Но именно это, невпопад повторенное Звонарем «Все, как положено» и смутило Андрея.
— Вы сами все это видели?
— Рядышком был. Немца отпугнул, перевязать пытался. Да какой черт перевязывать? Три дырки в бок, в живот, считайте.
— Личностью он был сложной, — молвил капитан, — поэтому будет хорошо, если об истории его гибели узнает как можно больше людей.
— Это вы правильно рассуждаете, я об этом умом своим баландным почему-то не домурыжился. Кстати, листичек этот, товарищ капитан, списочек-то есть… в печку его, или, может, сохранить, энкаведистам передать? Все-таки старался человек. — А, выдержав несколько секунд напряженного молчания капитана, отчеканил: — Есть, в печку! — И, повертев листик на свету, как фокусник перед глазами полузагипнотизированного школьника, осторожно, благоговейно как-то, засунул его между еще неохваченными огнем кончиками поленьев.

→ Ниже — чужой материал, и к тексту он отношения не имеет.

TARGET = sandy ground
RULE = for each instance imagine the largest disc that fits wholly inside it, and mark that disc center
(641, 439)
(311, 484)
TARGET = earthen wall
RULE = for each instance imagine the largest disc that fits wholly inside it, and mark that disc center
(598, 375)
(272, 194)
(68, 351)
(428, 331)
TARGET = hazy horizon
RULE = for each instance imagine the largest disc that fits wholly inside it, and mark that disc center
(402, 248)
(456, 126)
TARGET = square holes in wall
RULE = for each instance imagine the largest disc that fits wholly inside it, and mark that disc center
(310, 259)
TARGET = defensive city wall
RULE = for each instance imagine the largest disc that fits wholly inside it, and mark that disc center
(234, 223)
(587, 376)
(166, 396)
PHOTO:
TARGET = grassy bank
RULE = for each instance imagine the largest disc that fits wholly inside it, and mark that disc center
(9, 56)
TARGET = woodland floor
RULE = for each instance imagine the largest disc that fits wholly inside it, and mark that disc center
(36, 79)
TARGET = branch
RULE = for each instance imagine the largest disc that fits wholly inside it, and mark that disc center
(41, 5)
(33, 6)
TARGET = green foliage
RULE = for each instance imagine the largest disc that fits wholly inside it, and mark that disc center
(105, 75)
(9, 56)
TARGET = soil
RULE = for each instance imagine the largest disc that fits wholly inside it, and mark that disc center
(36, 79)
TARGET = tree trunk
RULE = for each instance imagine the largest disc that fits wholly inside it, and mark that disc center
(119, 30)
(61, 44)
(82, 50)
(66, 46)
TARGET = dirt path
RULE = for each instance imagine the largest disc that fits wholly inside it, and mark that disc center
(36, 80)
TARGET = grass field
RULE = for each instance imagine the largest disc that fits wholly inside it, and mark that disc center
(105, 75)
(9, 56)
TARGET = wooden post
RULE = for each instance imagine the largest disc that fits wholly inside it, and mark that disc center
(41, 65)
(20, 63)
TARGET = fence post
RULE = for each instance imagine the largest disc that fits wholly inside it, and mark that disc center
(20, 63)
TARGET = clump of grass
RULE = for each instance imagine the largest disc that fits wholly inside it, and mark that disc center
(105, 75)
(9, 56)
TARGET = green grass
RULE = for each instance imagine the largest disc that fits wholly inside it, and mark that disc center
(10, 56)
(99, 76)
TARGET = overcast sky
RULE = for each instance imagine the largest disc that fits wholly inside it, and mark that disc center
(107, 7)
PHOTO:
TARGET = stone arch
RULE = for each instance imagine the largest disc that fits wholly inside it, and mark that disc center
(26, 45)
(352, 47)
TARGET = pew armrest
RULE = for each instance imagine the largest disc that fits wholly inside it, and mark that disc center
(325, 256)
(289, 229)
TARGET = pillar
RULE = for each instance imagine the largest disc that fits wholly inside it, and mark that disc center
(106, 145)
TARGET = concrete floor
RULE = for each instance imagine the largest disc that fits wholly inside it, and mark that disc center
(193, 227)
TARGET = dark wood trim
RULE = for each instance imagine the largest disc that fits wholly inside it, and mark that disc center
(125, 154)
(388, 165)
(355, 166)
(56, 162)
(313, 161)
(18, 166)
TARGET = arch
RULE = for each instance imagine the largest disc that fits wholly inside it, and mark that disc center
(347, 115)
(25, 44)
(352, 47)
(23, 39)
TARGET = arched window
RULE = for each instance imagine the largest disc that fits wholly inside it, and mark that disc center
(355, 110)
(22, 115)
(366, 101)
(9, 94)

— Вы хоть похоронили этого ревнителя?… — молвил было Беркут, однако тотчас же осекся: о мертвом ведь…
— Там рядом два немца полегли. Мы его к ним подтянули. Ихние гробокопатели дело свое эшафотное знают туго. Ну а бумажку эту я только учительнице показал, для успокоения. И вам. Теперь вот, сами видели, ее и вовсе нет. И не было. Ту, что у вас осталась, — если, конечно, осталась, — тоже советую… Такая бумага — она должна быть или в огне, или в «деле». А только мурыжится мне умом моим баландным, что подшивать такие бумажки в «дела» наши есть кому и без нас. «У них там все под протокол», — как любил говаривать новопреставившийся «особо доверенный».
«Уж не ты ли сам и убил этого новопреставившегося? — мысленно молвил ему в спину Беркут. — Не на твоей ли совести все три шмайссеровские пули?» Однако мысленно «произнеся» это, Андрей не почувствовал ни ненависти к Звонарю, ни желания во что бы то ни стало разоблачить его, ни, тем более, — жалости к погибшему. Это если уж так, «под протокол…»
25
— Что там у тебя, старшина?
— Старшина Бодров погиб, товарищ капитан. Только что. Рядовой Травчин у аппарата.